Üçlü Birliği açıklamak mı? Açıklamaya başlayamayız bile. Ancak Kutsal Yazılar’da açıklanan gizemlerden biri olarak kabul edebiliriz. Üçlü birliğe sahip bir varlık olan Tanrı’nın aklımızı karıştırmasına şaşırmamalıyız. Yaratıcımız’ın doğasını anlayabilseydik, işte bunun bizleri şaşırtması gerekirdi. O’nu anlayabilseydik, önemsiz, ikinci sınıf bir tanrı olurdu, tüm gerçekliğin anlaşılamaz Kaynağı olmazdı.
İsa hakkında bilmemiz gereken şey ayetlerimizde, esin almış yazarın ‘Tanrı’ sözünü aşağı bir anlamda kullanmayı amaçlamamasıdır. “…ve Söz Tanrı'ydı.” Ayette, “Söz bir tanrıydı’” veya “Söz Tanrı gibiydi” demiyor. Söz’ün Tanrı olduğunu söylüyor. Söz yaratılıştan önce var olduğu için yaratılmış bir varlık değildi. Sonsuzdur. Tanrı’yla aynı özelliklere sahip, aynı işleri yapıyor ve Tanrı’nın layık olduğu onura layık. Onurla ilgili kısmın altını çizin. Tanrı’ya duyulması gereken saygı, Söz’e (İsa’ya) de duyulmalıdır. İsa’yı ne kadar onurlandırmalıyız? Bunun sınırı yok. Şu andan itibaren İsa’yı düşündüğünüzde, O’nu sınırsız bir şekilde övmeniz ve sınırsız saygı göstermeniz gerektiğini düşünün. Ben de aynısını yapacağım.
Saygı konusunda son bir düşünce daha. İsa’nın Musa’dan daha fazla yüceliği almaya layık olduğunu biliyoruz. “Evi yapan nasıl evden daha çok saygı görürse, İsa da Musa'dan daha büyük yüceliğe layık sayıldı.” (İbraniler 3: 3, İncil). Ayetin esin almış yazarı ne diyor? Evi yapan eve göre nasılsa, İsa da Musa’ya göre öyledir. Diğer bir deyişle, Musa yaratılışın (‘evin’) bir parçası, ama İsa ‘evin yapıcısıdır.’ Yaratılıştan sorumlu olan İsa’dır. Bu ayetlerde, İsa’yı, yaratılışın ‘yapıcısına’- Tanrı- yücelik vereceğimiz gibi yücelik vermemiz söyleniyor.

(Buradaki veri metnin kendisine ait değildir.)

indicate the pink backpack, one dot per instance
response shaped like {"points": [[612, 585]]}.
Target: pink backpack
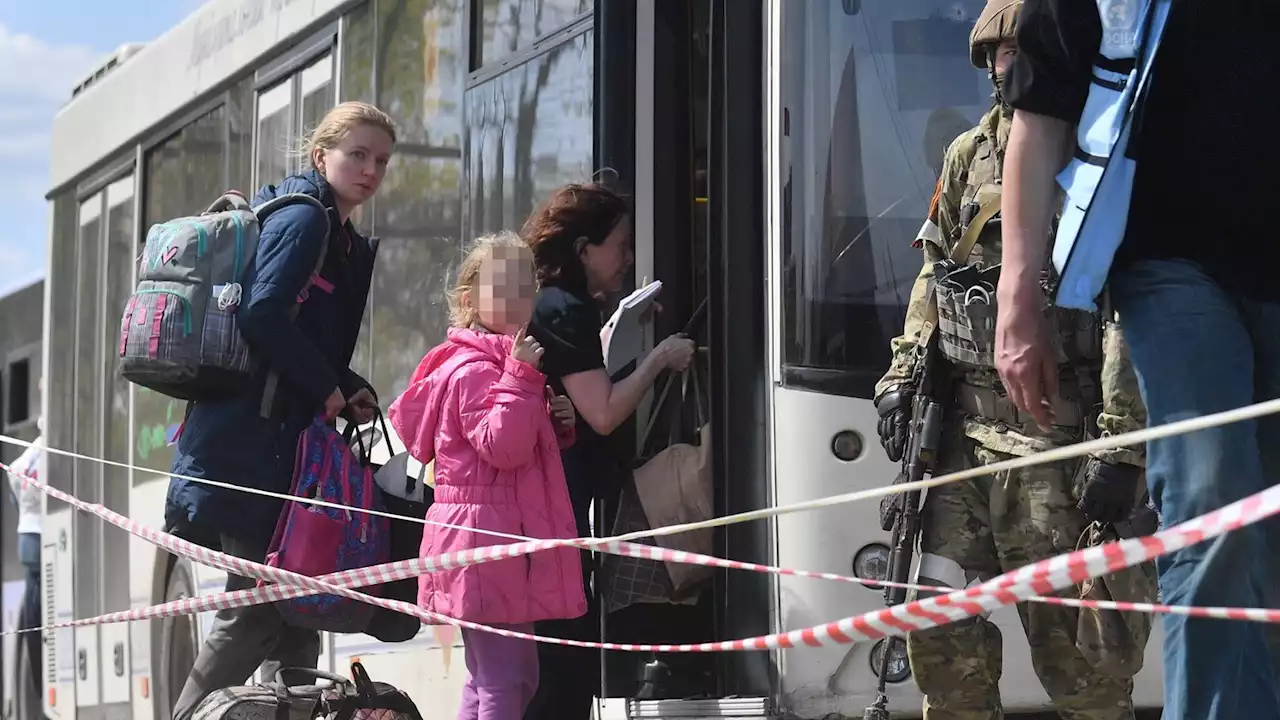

Bu ayette Musa’dan bahsedilen yerde, ‘saygı’yla yakından bağlantılı başka bir terimden söz ediliyor: ‘Yücelik.’ “Evi yapan nasıl evden daha çok saygı görürse, İsa da Musa'dan daha büyük yüceliğe layık sayıldı.” Kutsal Kitap’ta yücelik sözcüğünün birbiriyle ilişkili iki anlamı vardır. Tanrı’nın bir özelliğidir; Tanrı’nın güzel, parlak doğasını kast eder- Tanrı’nın varlığını insanlara gösterdiğinde içinde göründüğü parlak, çevresini aydınlatan ışığı. Yücelik, Tanrı’nın göz kamaştırıcı (sadece parlak ışık değil, doğasının her yönü) doğasına övgü ve hayranlıkla karşılık vermektir. Bu anlamda ‘yücelik’ saygıyla eşanlamlıdır. O halde Tanrı’ya verilmesi gereken uygun karşılıklardan biri O’nu yüceltmektir. “Bu nedenle, Mesih sizi kabul ettiği gibi, Tanrı'nın yüceliği için birbirinizi kabul edin.” (Romalılar 15:7, İncil)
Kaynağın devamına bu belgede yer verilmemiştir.